Быстро перехватываю чику и опускаю на ноги.
— И я ее любил. Женя?
— Да, — прислоняется своей щекой к груди. — Ты устал, Сережа? Замучила тебя девица с долбаными проблемами. Ее дебильно-точная наука, потом задуренная девственность, посткоитальная депрессия и мужская упрашивающая возня, а на финал, к тому же, истеричка и шальная суицидница.
— Нет-нет. Перестань, — прижимаю крепче. — Мама только что звонила.
— Не время для звонка. В Гаване восемь часов разницы с нами. Пока…
— Моя мама, Жень. Смирнова Антонина Николаевна.
— А-а-а, — без энтузиазма воет. — Спасибо.
— У них все готово. Мама спрашивала, как ты и сколько еще нас ждать. Ты ведь помнишь, что поминки у моих родителей организованы?
— Зачем, Сережа? — водит пальчиком по теплому покрытию моей куртки. — Это лишнее. Мы никто друг другу, не родня. Антонина Николаевна зря все это затеяла. Бабушка ее не знала, вернее, — злобно хихикает, — ба думала, что твоя мать меня изводит, измывается и истязает. Мне кажется, что Тома не одобрила бы…
— Возражения в этом случае не принимаются, малыш. Мы с маман частенько расходимся во мнениях и знатно колесуем, но здесь я однозначно принимаю ее сторону. Ты не права…

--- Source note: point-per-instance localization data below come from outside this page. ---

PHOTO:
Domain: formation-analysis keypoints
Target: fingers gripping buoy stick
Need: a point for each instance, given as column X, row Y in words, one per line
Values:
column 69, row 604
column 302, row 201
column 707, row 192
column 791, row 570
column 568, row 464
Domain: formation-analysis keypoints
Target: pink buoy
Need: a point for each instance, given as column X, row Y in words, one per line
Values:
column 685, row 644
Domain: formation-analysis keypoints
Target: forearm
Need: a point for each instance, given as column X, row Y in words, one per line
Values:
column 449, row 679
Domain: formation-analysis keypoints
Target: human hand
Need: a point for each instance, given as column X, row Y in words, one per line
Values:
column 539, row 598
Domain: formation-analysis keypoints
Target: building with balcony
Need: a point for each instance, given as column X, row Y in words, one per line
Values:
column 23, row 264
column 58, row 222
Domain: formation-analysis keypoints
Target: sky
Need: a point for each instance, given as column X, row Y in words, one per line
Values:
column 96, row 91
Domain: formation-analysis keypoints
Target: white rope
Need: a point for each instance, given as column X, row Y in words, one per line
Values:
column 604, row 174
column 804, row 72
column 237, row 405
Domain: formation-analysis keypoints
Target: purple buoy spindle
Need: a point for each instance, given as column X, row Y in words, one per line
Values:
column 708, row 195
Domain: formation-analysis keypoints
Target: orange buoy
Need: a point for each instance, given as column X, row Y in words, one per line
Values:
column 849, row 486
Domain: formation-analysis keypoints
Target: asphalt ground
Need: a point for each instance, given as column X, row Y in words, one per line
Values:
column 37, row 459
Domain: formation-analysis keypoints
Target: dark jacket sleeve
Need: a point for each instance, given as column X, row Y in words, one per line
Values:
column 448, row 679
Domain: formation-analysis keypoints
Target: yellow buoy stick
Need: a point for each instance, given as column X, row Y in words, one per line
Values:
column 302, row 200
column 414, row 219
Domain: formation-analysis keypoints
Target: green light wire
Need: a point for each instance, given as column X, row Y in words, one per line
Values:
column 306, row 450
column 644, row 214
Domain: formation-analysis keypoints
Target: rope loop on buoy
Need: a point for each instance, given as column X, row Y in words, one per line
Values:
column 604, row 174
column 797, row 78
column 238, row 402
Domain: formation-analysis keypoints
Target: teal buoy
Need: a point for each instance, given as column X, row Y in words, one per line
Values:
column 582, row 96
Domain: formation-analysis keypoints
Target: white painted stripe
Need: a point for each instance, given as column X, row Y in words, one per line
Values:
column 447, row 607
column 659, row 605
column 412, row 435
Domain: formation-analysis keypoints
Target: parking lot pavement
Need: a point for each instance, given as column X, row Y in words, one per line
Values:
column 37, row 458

— Естественно, ведь ты Смирнов, а я Рейес. Еще бы сын не выбрал ту сторону, на которой находится его родная мать.
Соскучился по ней. Два дня прошло, а словно целая вечность в неизвестность минула. Женька подрагивает от пронизывающего ветра и зябко кутается в свой высокий воротник, распущенными вздыбленными волосами, словно языками пламени, щекочет мне лицо.
— Калинина? — звонкий голос заставляет чику встрепенуться.
— Это я.
То есть? Калинина?
— Женя? — прихватываю ее за руку, не пускаю, не даю ей сделать шаг. — Ты же…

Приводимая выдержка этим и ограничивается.